Nelson, along with numerous antiabortion groups, want an ironclad ban that would prevent any subsidies being used to purchase policies that include abortion coverage. Such a provision would track closely to the terms outlined in the House bill, adopted over strong liberal objections.

Nelson said he was waiting for antiabortion groups back home in Nebraska to weigh in on the proposal.

Sen. Barbara Boxer of California, a leader of the abortion-rights faction of the Senate Democratic caucus, said she was hopeful that a compromise could be reached. "We're looking for those words that will just keep the status quo in play," she said. "If we're real, if we all mean what we say, I feel we can do it."

Despite the focus on abortion, other issues remain unresolved, and Democratic caucus members continue to push for changes to the legislation. Three senators, including Joe Lieberman (I., Conn.) and John Rockefeller (D., W.Va.), announced yesterday that they would seek to significantly increase the authority of a new independent Medicare advisory board that the Obama administration views as critical to reining in health-care costs.

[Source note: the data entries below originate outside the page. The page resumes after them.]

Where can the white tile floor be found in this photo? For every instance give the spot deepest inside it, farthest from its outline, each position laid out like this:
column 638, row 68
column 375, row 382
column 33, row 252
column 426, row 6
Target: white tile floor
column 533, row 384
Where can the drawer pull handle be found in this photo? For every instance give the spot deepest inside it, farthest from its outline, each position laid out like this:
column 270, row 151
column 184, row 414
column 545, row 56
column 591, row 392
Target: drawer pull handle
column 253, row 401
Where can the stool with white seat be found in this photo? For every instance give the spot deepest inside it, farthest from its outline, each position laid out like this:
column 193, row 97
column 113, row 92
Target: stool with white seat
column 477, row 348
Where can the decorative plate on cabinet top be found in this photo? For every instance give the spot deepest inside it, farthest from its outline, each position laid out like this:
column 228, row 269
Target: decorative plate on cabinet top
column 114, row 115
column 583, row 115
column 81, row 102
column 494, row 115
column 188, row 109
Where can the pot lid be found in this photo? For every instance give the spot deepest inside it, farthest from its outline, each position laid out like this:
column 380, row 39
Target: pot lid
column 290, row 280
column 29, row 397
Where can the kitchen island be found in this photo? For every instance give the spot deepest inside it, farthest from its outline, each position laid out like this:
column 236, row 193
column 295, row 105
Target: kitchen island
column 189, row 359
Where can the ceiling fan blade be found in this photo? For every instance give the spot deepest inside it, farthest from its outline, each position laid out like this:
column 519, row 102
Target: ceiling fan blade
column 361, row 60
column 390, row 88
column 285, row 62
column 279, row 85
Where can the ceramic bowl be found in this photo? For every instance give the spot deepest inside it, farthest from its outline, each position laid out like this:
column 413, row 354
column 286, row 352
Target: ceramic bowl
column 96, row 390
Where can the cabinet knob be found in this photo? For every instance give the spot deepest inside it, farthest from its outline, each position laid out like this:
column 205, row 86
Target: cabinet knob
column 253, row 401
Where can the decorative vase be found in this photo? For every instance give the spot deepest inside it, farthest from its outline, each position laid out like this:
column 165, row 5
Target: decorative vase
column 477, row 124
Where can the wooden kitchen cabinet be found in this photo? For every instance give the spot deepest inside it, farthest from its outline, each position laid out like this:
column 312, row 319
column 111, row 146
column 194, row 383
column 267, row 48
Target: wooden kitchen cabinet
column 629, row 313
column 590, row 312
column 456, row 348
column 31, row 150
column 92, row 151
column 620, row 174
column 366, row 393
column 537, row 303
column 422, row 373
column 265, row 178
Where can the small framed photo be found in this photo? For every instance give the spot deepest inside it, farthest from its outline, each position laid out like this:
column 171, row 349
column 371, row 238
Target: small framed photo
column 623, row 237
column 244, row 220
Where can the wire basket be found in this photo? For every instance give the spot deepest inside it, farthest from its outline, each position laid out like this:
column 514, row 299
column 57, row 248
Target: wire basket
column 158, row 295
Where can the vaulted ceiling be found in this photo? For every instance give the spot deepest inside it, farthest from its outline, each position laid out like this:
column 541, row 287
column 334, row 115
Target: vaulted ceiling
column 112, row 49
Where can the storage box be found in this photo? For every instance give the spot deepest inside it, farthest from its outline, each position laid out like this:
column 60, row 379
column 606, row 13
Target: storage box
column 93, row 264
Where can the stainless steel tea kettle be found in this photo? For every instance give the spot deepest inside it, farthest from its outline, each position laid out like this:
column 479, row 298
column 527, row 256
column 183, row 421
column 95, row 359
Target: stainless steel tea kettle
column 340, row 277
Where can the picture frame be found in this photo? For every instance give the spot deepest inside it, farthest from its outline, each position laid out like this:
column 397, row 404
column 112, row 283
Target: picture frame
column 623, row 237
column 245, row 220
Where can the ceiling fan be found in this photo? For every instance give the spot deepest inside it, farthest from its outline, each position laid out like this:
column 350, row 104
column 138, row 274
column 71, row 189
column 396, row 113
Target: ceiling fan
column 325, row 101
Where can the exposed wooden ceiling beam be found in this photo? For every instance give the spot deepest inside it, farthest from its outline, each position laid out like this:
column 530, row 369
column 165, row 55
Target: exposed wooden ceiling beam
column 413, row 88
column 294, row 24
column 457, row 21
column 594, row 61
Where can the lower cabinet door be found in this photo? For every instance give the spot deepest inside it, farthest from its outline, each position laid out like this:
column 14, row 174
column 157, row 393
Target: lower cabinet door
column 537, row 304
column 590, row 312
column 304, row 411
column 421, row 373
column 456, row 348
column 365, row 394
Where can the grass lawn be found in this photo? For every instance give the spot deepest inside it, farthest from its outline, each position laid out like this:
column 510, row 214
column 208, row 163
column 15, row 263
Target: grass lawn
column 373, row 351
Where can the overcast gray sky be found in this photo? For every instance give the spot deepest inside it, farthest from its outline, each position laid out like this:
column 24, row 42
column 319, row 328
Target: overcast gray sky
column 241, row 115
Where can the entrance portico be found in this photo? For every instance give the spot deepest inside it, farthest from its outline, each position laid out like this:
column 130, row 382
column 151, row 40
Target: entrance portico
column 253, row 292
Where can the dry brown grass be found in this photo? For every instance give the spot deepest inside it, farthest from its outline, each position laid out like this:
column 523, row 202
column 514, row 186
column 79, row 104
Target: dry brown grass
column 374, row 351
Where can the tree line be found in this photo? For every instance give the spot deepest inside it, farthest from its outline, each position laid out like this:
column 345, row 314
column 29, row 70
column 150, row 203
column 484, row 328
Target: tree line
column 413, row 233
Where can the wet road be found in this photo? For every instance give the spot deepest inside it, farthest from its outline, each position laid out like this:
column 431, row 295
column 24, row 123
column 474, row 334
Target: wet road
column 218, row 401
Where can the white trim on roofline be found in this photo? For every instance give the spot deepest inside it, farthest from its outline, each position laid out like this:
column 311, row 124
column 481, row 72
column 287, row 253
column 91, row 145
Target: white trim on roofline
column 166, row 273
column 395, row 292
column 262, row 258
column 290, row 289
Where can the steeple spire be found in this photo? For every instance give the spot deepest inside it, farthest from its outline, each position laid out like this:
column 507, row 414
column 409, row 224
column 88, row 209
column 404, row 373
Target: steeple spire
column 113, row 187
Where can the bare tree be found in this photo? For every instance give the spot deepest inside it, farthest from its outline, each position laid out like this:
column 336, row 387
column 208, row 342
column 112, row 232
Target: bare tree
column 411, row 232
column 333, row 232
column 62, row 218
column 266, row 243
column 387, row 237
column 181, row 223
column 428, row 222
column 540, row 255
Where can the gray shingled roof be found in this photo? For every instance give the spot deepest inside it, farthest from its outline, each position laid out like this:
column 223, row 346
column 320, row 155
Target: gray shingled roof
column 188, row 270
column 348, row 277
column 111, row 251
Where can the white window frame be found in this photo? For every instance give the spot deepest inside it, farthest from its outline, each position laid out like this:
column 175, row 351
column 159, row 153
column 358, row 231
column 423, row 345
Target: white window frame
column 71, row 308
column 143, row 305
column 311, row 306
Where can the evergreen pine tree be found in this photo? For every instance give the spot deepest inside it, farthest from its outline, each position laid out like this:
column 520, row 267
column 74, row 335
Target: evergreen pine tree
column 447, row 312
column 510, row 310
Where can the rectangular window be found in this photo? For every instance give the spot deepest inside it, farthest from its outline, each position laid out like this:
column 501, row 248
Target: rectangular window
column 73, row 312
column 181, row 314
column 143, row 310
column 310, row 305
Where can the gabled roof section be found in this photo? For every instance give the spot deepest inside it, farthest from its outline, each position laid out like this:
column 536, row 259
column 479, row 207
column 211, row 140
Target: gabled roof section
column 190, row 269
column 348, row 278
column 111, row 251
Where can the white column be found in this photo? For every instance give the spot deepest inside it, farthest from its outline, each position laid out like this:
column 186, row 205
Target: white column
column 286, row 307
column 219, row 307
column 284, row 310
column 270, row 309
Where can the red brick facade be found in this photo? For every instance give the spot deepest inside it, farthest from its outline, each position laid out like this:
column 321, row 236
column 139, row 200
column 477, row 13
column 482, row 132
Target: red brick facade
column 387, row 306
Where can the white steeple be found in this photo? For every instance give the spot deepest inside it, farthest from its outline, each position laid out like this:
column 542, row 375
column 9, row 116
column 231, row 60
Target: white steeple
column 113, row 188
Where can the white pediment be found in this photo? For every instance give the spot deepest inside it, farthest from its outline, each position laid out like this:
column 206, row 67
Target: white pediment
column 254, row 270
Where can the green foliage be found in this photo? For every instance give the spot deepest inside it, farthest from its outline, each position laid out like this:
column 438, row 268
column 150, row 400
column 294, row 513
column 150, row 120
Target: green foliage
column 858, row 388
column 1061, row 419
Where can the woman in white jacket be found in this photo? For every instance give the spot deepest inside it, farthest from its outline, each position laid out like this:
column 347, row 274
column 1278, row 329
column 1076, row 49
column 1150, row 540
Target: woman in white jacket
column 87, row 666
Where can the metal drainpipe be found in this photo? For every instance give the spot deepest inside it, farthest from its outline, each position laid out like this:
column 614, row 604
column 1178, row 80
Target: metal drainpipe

The amendment would scrap deals cut to exempt hospitals and hospices from additional Medicare payment cuts over the next decade, make clear that doctors and medical-device manufacturers could also face payment cuts, authorize the board to cut Medicare spending sooner and more deeply, and ensure that the board could continue to force Congress to make Medicare cuts years into the future.

The proposal is sure to infuriate both provider groups and organizations representing the elderly, although the senators also propose to expand the scope of the board so it could make recommendations to cut costs across the entire health industry, a change sought by AARP and other seniors groups.